Maid in Hong Kong part 3 of 3

When we studied the Age of Immigration in my American History class, we took an in-depth look at the importation of Chinese men for use as laborers. We talked about how many of them were only able to visit China rarely. We talked about how many of the Chinese laborers sent almost all their money back to support family and sometimes whole villages. We talked about how a massive, single-gender culture grew up on the west coast because the Chinese workers were not allowed to bring over their wives. We talked about how the U.S. welcomed the cheap labor but didn’t want the arrangement complicated by things like wives, families, and offspring.

At no point did my students or I draw any sort of parallel between the importation of cheap Chinese male labor a century ago and the helper industry in Hong Kong today. (Hey, I know what side my bread is buttered on. I’m just a guest here.)

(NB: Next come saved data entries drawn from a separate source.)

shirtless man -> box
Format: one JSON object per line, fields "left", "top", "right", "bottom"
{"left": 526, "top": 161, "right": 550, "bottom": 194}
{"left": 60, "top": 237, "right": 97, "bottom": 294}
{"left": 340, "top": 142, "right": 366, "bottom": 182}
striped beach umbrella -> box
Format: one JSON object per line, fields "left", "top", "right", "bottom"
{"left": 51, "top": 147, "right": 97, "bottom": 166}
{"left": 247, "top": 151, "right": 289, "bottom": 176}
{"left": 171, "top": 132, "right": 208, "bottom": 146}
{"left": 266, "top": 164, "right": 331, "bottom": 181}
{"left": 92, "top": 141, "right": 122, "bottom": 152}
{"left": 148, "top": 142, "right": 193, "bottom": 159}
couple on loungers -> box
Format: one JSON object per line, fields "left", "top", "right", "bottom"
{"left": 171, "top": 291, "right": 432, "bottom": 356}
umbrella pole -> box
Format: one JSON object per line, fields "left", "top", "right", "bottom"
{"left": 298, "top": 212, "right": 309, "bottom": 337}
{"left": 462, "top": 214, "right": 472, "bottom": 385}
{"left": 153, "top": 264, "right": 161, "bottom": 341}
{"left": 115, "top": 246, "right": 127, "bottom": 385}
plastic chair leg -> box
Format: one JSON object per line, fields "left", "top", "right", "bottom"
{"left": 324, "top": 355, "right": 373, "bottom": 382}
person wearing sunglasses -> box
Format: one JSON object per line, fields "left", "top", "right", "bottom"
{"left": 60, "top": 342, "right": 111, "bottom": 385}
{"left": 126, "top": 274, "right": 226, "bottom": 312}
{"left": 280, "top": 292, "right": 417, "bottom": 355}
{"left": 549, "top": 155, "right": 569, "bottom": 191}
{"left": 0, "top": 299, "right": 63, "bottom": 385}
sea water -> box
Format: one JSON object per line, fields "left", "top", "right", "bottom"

All six of the churches that Julie, the girls, and I have visited have a ministry for helpers including a Sunday afternoon service in the Filipino language.
Our school encourages families to consider getting a helper and will even help in the hiring process. For many American’s coming to Hong Kong to live and work, it is a strange and new idea to think of having a live-in domestic helper. For many people, the idea carries with it a stigma of classism that one person should live and work as another individual’s personal servant.

But from all appearance, expat families tend to get over these qualms pretty quickly. They get used to somebody doing all their cooking and cleaning and laundry pretty darn fast. In fact, I am convinced that a few of our new friends here may never move back to the States. It’s not the tropical climate or the low crime rate or the low taxes that will keep them here. They just may be in Hong Kong indefinitely for six little reasons: h-e-l-p-e-r. When you’ve gone six months without sweeping a floor, scrubbing a pan, or folding a bath towel, there just may be no going back.

In Hong Kong everybody seems to have a helper. I know of one family that has two helpers and a driver. Julie and I are one of the few families I know in which both parents work and that have school-aged children that does not have a helper.